Returning after six years, I see how some people have aged beyond their years, while others look the same. When I lived here, there was a beautiful young woman with black, silky curls who was in her last year of high school. Towards the end of my stay, she became pregnant and married the father of her child – a young man who lived down the street. As an outgoing, intelligent young woman, I was disappointed that she had decided to set her fate so soon in life – as a mother and wife in rural Piura. I saw her yesterday, and although she is but 26, nearly all of her youthfulness has been drained away. The mother of two children and pregnant with a third, she looked as though she could easily be in her mid-thirties. There is more to life than a smooth face, of course, but it seems the lines on her face are a sign of all that has transpired in the past six years.

The Canal in Ingenio, where women wash clothes
On the other hand, there are people here for whom it seems the years have not passed. There are two other women I saw yesterday, both of whom have married and had one child, who look nearly the same as when I left. With just one child and spouses with steady work, these women have a healthy diet and do not have to stress about where their next meal will come from. Many women have told me that they are having one or two children, and no more. This differentiates them from their mothers, who often did not have access to birth control, and could not make these decisions.

When I lived in Ingenio in 2003 with my husband, twin daughters, and newborn baby girl, there was no electricity, and running water only two hours every other day. In 2012, there is electricity all day; cellphone service from all major companies; and even a small Internet cafĂ© with two computers. Water service, however, remains exactly the same. I described Ingenio in my book “Yo Soy Negro” as being on the edge of globalization. It seems to have moved a bit closer to the center in terms of access to technology. There was but one tractor in town when we lived here. Now, there are several. More people are growing vegetables for export; and there are more motorcycles, mototaxis, and trucks in town than before. Many families have improved their houses, mostly with help from their children in Lima.
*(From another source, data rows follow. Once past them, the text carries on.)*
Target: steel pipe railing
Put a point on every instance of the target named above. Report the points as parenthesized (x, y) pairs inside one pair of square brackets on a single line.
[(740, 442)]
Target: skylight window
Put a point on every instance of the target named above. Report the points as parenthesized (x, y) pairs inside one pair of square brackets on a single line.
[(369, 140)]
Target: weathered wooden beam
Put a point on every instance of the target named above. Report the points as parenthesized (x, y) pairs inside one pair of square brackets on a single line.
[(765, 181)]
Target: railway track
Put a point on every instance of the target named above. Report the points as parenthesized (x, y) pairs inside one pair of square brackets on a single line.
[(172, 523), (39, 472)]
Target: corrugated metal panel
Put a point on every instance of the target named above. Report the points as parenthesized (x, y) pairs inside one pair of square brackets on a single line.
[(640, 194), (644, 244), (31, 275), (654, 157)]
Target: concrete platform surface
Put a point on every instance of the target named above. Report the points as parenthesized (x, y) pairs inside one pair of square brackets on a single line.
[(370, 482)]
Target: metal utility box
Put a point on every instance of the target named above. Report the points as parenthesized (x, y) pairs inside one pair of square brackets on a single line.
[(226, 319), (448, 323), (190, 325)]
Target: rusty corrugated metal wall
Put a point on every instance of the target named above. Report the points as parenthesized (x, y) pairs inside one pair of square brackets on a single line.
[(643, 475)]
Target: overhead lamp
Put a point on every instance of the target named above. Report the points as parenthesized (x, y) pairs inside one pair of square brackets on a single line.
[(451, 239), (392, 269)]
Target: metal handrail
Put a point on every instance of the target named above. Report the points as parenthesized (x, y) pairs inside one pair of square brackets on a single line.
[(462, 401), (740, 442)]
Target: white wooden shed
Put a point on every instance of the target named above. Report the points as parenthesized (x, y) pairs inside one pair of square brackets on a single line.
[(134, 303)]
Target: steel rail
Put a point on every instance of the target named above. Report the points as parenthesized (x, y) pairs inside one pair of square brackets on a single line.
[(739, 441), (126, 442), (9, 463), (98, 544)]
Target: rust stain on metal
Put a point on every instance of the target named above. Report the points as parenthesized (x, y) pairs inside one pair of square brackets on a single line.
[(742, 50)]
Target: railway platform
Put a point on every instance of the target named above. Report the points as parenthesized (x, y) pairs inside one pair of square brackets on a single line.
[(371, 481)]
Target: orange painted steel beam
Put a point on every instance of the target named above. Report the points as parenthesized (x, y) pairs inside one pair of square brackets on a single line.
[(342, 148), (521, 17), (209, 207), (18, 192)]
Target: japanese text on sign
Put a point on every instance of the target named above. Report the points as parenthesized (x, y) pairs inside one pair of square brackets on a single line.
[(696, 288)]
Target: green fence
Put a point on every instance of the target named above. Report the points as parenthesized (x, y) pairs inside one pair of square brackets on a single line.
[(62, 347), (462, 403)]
My children, hanging out with new friends in Ingenio

A mother laughing with her young daughter

This man - disabled from typhoid fever - let my daughter ride his horse

Yesterday, I visited the house of a woman who had a small adobe house with dirt floors when we were last here. She has three sons, all of whom are working in Lima. She told me proudly that her children have helped her improve her home. Together, her sons have widened and painted her house, transforming it into a bright, sunny home. In addition, they have put down a cement floor and put in glass windows and doors in her home, replacing old wooden ones. Her daughter works in Piura, and has helped her create a small store in the front of her home, where she sells cold drinks and a variety of snacks. Salaries have gone up for workers at the bottom rungs in Lima – meaning that more cash has flowed back to Ingenio than before. In this brief visit, I am unable to assess the full extent of development, but it pleases me to see some of the people here living more comfortably than before, and to know that some townspeople have the world at their fingertips with access to Internet.

Villagers also continue to work locally to improve the town. One villager told me of a project where people got together to build a small park with benches on upper side of town. She hopes to get together the funding to put a playground in the park. This same woman told me how they got Internet in the town – through a public/private partnership to install Internet in small communities.

Gender roles haven’t changed much in town. Women are still those doing the washing by the river and cooking, while men are out working in the fields and driving mototaxis. My children are oblivious to these gender norms, and thus ask the father of the house where we are staying for limes for their food or water to drink. He doesn’t know where the things are kept, so asks his wife to get it for them. I was a bit impressed, however, when he helped his wife clear the table. I suppose individuals can change, even as they age.